También esta batalla quedo resguardada del olvido
por una novela: Benito Pérez Galdós nos la describe en uno de sus Episodios
Nacionales, en concreto en el volumen De Cartago a Sagunto:
“El General Concha dio a
sus edecanes breves y fulminantes órdenes. Éstos las transmitieron con la
velocidad del rayo al Brigadier Blanco y al General Reyes. Momentos después,
las masas de Infantería se lanzaban como avalancha impetuosa en dos columnas,
la una contra Murugarren, la otra contra el caserío de Muru. Eran doce los
batallones que avanzaban, seis en cada columna. Los carlistas, sólo en
Murugarren, tenían catorce batallones.
En lo más recio del
combate llegó un aviso del Brigadier Beaumont comunicando que las fuerzas de su
mando eran furiosamente atacadas por los facciosos, los cuales habían
abandonado sus trincheras para caer contra Abárzuza. Con ayuda de un mal
catalejo y por las explicaciones de mi espolique, yo me daba cuenta de estas
terribles peripecias. Los doce batallones que avanzaban contra Murugarren y
Muru fueron embestidos del mismo modo que la columna Beaumont. El choque fue
tremendo, como una pelea de gigantes furiosos. Al cabo, los nuestros
retrocedieron, acuchillados a la bayoneta.
Los treinta cañones
empleados en la altura escupían a torrentes la mortífera metralla. Concha, con
gesto de rabia y ronco acento imperioso, daba órdenes y más órdenes.
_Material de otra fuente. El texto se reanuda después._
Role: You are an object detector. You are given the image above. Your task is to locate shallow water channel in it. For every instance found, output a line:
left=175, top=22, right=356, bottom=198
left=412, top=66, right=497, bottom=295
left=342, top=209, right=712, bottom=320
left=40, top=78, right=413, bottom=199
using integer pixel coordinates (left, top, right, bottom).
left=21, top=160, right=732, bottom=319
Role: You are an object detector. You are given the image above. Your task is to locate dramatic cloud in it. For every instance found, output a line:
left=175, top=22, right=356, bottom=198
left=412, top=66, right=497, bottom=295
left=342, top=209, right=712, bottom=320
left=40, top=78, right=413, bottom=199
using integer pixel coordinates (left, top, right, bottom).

La
formidable Artillería logró al fin contener el ímpetu de los valientes
realistas, obligándolos a buscar el refugio de sus trincheras. Por segunda vez
treparon nuestros soldados con increíble arrojo por las fragosidades de
Murugarren y Muru, y de nuevo fueron atajados en su avance. Descompuestos
retrocedieron hasta la carretera. Pero los cañones, vomitando fuego, pusieron
nuevamente a raya a los bravos batallones de don Carlos. En tanto, hacia
Zurucuáin y por las líneas Villatuerta-Arandigoyen y Murillo-Grocín, oíamos
fuerte tiroteo. Eran las columnas allí destacadas, que entretenían a una parte
de la legión absolutista hasta que se les ordenase realizar acción más
decisiva.
Atento a los incidentes
de la lucha, el General en Jefe ordenó que las columnas de Reyes, Blanco y
Beaumont se concentraran en una sola. La concentración tardó en efectuarse por
estar harto diseminadas estas fuerzas. Pasaba el tiempo, caía la tarde, la
artillería empezaba a sentir escasez de municiones, apuntaban en nuestro
Ejército síntomas de desaliento, y el combate seguía sin resultado práctico.